Unfortunately, we in India are all too familiar with Hindutva sympathisers questioning the loyalty of Muslims, or wanting them to ‘acknowledge with pride’ their Hindu ancestry (as Subramanian Swamy did in his response to the recent bomb blasts in Mumbai). But most standard-issue Sanghis, however prejudiced they may be in reality, still claim that as good Hindus they believe in ‘sarva dharma samabhaav’ (equal regard for all religions) as a hallmark of the tolerance and pluralism of their ancient Vedic faith. Indeed, this mantra has served the BJP and RSS quite well, for they could oppose any concessions to religious minorities as contrary to the equal treatment of all religions, and, therefore, ‘pseudo-secularist’.
What distinguishes the VoI-brand of Hindutva—and pushes it into the global network of Islamophobia—is its staunch opposition to the mantra of sarva dharma samabhaav, the Hindu equivalent of multiculturalism. Hinduism, they assert, is not any ordinary religion, but rather contains the very essence of religion itself: it is sanatan dharma, the Eternal Cosmic Truth. To equate Hindu dharma, this mother of all Truth, with violent, materialistic and monotheistic ‘creeds’ like Islam amounts to equating dharma with adharma, the ways of devas (gods) with the ways of asuras (demons).

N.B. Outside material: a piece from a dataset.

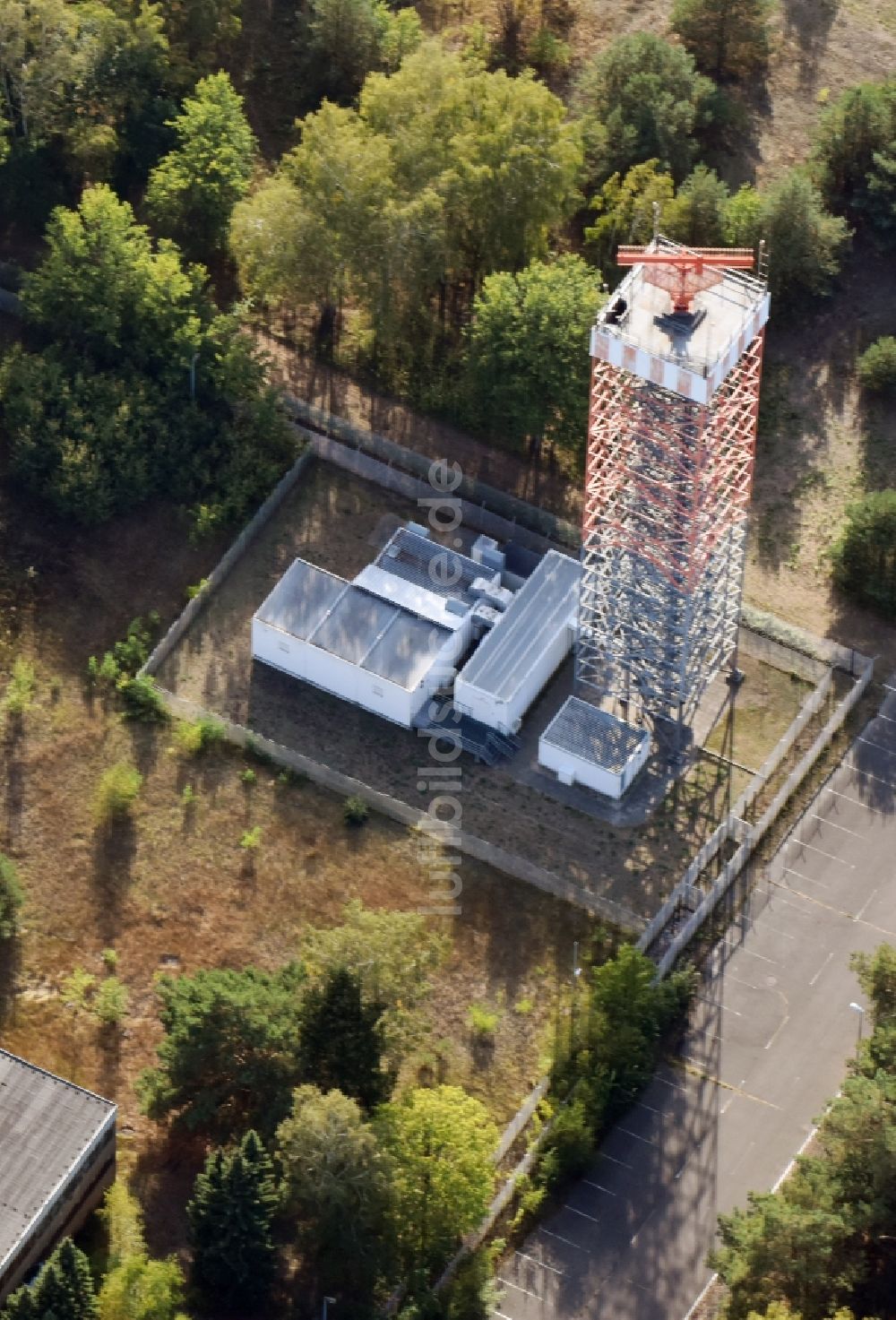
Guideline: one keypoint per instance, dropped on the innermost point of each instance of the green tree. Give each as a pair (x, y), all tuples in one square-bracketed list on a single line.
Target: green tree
[(853, 142), (193, 190), (335, 1182), (806, 240), (623, 210), (876, 366), (395, 956), (642, 99), (865, 555), (698, 214), (134, 1287), (134, 384), (342, 1040), (728, 39), (228, 1057), (11, 898), (441, 1143), (231, 1216), (527, 368), (65, 1287)]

As Sita Ram Goel, the founding member of VoI, put it, “To entertain samabhaav (equal regard) for Islam and Christianity, by giving them the status of dharma is to extend [an] invitation to doom… These ideologies are not worthy of being called dharma in any sense of the word. Contrary to this, they are brimful [sic] of imperialistic expansion.”
Once they got rid of the mantra of sarva dharma samabhaav, VoI militants declared an open war against Islam. Their new consensus is that rather than ‘appease’ Muslims by pretending to respect their religion, Hindus need to debunk the claims of the ‘false’ and ‘monstrous’ doctrines of Islam. Indeed, Koenraad Elst has himself applauded this new war on Islam. In accordance with the VoI line on Islam being ‘asuric’, he has proclaimed that, “Every Muslim is a Sita who must be released from Ravana’s prison. We should help Muslims in freeing themselves from Islam.”

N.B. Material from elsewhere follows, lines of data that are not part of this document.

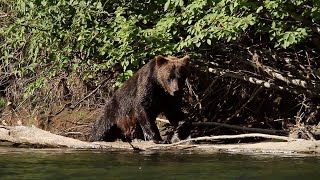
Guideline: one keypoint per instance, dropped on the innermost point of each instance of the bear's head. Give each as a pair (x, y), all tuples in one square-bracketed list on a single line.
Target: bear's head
[(171, 72)]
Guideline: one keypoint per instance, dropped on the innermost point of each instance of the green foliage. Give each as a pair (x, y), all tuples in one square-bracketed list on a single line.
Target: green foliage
[(44, 38)]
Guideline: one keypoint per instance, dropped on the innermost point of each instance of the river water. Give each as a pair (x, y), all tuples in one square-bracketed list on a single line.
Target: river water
[(18, 163)]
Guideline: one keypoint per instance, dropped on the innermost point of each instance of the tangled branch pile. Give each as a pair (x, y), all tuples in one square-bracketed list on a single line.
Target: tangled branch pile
[(255, 63)]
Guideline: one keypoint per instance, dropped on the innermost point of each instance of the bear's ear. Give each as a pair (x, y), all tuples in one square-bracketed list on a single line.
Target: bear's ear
[(185, 59), (160, 60)]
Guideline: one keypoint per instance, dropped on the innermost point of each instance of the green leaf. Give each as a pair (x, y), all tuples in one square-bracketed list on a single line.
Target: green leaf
[(166, 6), (209, 41), (259, 9)]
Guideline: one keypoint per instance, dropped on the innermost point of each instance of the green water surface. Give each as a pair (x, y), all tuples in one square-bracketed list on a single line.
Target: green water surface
[(71, 164)]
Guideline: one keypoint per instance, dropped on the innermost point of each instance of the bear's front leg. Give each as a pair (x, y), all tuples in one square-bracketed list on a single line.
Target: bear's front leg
[(149, 128)]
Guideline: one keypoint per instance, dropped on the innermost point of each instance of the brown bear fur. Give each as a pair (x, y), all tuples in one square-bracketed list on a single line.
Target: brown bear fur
[(131, 112)]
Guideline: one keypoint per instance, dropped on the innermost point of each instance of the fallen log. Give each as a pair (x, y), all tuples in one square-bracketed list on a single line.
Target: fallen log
[(25, 136)]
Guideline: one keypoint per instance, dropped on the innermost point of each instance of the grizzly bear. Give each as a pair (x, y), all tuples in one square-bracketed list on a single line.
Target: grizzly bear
[(131, 112)]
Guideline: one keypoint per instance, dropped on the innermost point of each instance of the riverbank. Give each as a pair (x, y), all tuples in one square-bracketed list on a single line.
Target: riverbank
[(31, 136)]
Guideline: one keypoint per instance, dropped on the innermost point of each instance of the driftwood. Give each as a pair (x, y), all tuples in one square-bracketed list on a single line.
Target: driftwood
[(25, 136)]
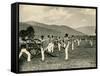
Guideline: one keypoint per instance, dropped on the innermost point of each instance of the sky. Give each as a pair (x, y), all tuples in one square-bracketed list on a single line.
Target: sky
[(68, 16)]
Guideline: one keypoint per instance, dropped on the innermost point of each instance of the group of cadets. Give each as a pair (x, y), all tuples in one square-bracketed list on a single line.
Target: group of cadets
[(48, 43)]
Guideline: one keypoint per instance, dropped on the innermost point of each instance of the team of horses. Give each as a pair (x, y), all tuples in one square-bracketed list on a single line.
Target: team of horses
[(47, 44)]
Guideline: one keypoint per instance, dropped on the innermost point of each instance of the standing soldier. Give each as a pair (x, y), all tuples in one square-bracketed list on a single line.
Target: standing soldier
[(67, 43), (59, 43), (72, 42), (24, 49)]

This is exactly the agenda of the Norway killer—to ‘educate’ Norwegian society, including Muslim immigrants—that ‘Islam is not a religion but a political ideology.’ This is the ‘non-violent’ component of the ‘crusade’ against Islam in Europe: to create an environment so hostile that the practice of Islam becomes difficult and that Muslims have no choice but to either leave or give up their faith.
Indeed, if there were any doubt about the shared ground between the VoI and European Islamophobes, Elst gives the same advice, in almost the same words, to the Norway killer as he does to his VoI admirers. The solution to the ‘Islam problem’ is not to use violence, ‘but to liberate Muslims from the mental prison-house of Islam’.
This war against Islam is the thread that dubiously binds Extremist India with the Norway massacre.